You scored higher than I on the EQ, I got 13... but I'm sure that I can be very empathetic, more so than most people. I think maybe it has to do with our ability to read what others are feeling as opposed to being able to feel along with them once we know what they are feeling. Perhaps it is to do with how much other people's feelings affect us on a continual basis, passing strangers in the street etc. as opposed to having empathy for those we know well and care about or for some reason feel a connection with. I usually operate without much interference from emotion but certainly sometimes am more affected by emotion than most people.
Hopefully someone who knows more about the EQ will enlighten us, it was a surprise for me for sure.
Well, I think I'm an empathic person. I just tend to live in my head the majority of the time and my emotions don't often rise to the surface for others to see. But I do care. I just have a different way of showing it.
For example, I'm not the type of person who will ask someone how they're feeling just for the sake of asking. I find that pointless. But whenever I see someone is troubled or in distress then I'll ask how I can help or I do something to help.
I can usually pick up on people's emotions. Like if someone is having a bad day at work, I can tell that they may be upset.
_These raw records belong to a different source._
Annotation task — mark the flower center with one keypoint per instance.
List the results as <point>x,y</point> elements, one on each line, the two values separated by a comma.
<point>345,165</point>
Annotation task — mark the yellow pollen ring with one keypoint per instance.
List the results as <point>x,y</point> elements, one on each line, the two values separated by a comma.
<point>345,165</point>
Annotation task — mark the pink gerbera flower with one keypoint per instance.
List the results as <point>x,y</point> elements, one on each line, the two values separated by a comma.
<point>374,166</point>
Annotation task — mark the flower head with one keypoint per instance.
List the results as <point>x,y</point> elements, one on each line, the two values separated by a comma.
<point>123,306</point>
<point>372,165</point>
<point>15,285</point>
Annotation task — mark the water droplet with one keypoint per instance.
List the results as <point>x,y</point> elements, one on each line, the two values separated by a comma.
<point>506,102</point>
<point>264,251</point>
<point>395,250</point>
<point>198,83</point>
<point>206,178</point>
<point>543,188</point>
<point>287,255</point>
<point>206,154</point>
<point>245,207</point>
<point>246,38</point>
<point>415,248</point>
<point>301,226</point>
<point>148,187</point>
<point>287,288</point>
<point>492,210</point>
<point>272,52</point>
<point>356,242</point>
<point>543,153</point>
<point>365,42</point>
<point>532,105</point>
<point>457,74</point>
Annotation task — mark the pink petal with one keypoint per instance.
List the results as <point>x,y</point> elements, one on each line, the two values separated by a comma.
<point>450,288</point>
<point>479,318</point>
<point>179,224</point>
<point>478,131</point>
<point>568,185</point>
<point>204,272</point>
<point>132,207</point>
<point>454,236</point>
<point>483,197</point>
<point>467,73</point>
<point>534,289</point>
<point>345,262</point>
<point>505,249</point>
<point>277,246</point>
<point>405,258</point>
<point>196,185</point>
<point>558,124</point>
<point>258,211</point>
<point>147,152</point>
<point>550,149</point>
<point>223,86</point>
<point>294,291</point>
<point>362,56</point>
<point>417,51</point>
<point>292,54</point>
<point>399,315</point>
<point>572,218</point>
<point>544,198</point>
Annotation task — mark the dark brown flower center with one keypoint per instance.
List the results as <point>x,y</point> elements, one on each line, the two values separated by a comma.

But I'm the type of person that if I don't know the individual that well then I don't pry into their personal business. I figure, why bother the person by asking what's wrong and possibly making them more upset. I don't like to be bothered when I'm upset, so I think that others feel the same way.
I've only recently realized that this isn't the case with the majority of people.
I don't know how I missed the memo but, apparently, most people like to be asked how they're doing/feeling. They like to talk about their emotions or what's troubling them. Me, not so much unless I see a point to it or it's with someone I've known very well for years. And even then, I still tend to stay in my head.
So, I can see how I might be perceived as not having as much empathy as others. I think I look at it as I'm just more reserved in what emotions I'm willing to share.